“Marta disse a Gesù: «Signore, se tu fossi stato qui, mio fratello non sarebbe morto! Ma anche ora so che qualunque cosa tu chiederai a Dio, Dio te la concederà». Gesù le disse: «Tuo fratello risorgerà».” (Giovanni 11,19-27).

Meditando questo scorcio del capitolo undicesimo di Giovanni, scopriamo la delicatezza di Marta nell’accogliere Gesù, amico di famiglia.

Lazzaro é morto da quattro giorni. Gesù ha avuto questa notizia triste. Gesù era molto amico di Lazzaro e delle sorelle Marta e Maria. É molto turbato.

Quando sta per arrivare Marta gli va incontro. E con lui inizia un dialogo che ha una grande importanza, perché é il dialogo della fede credente, che ripone tutto, il dolore, la speranza, il sentire, nelle mani di D-o in Gesù.

Le parole di Marta sono parole che inneggiano alla fiducia.

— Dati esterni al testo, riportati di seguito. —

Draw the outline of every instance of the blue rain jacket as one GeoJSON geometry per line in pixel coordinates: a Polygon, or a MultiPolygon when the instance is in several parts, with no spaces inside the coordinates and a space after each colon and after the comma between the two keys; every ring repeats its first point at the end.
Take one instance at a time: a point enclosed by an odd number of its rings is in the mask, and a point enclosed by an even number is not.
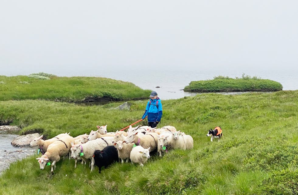
{"type": "Polygon", "coordinates": [[[146,110],[144,113],[142,119],[144,119],[146,116],[148,115],[148,122],[159,122],[162,115],[162,106],[161,106],[161,100],[158,98],[154,99],[150,99],[148,101],[146,106],[146,110]],[[151,104],[149,106],[150,101],[151,100],[151,104]],[[156,102],[158,102],[158,108],[156,106],[156,102]]]}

Una fiducia che nel rammarico e nella tristezza, si affida totalmente. É come se Marta avesse detto: tu sei tutto, Signore, tu puoi tutto!

Gesù dapprima ricorda a Marta che non tutto é perduto, perché Lazzaro risorgerà. Ma poi Gesù si svela: “Io sono la Resurrezione e la vita”, cioè afferma in maniera inequivocabile la sua natura divina. Gesù é nostro Signore e nostro D-o! Marta capisce e conferma che Gesù é il Cristo, il Messia, il Figlio di D-o

Questo passo evangelico e quello che seguirà é importante perché spiega ed anticipa la resurrezione di Gesù. Ma ancora una volta ci fa capire che è una donna ad intuire il senso profondo della venuta del Figlio di D-o. Marta in questo caso ha capito che Gesù non è un Maestro, un Rabbi, ma é il Cristo. E quindi si pone alla sequela.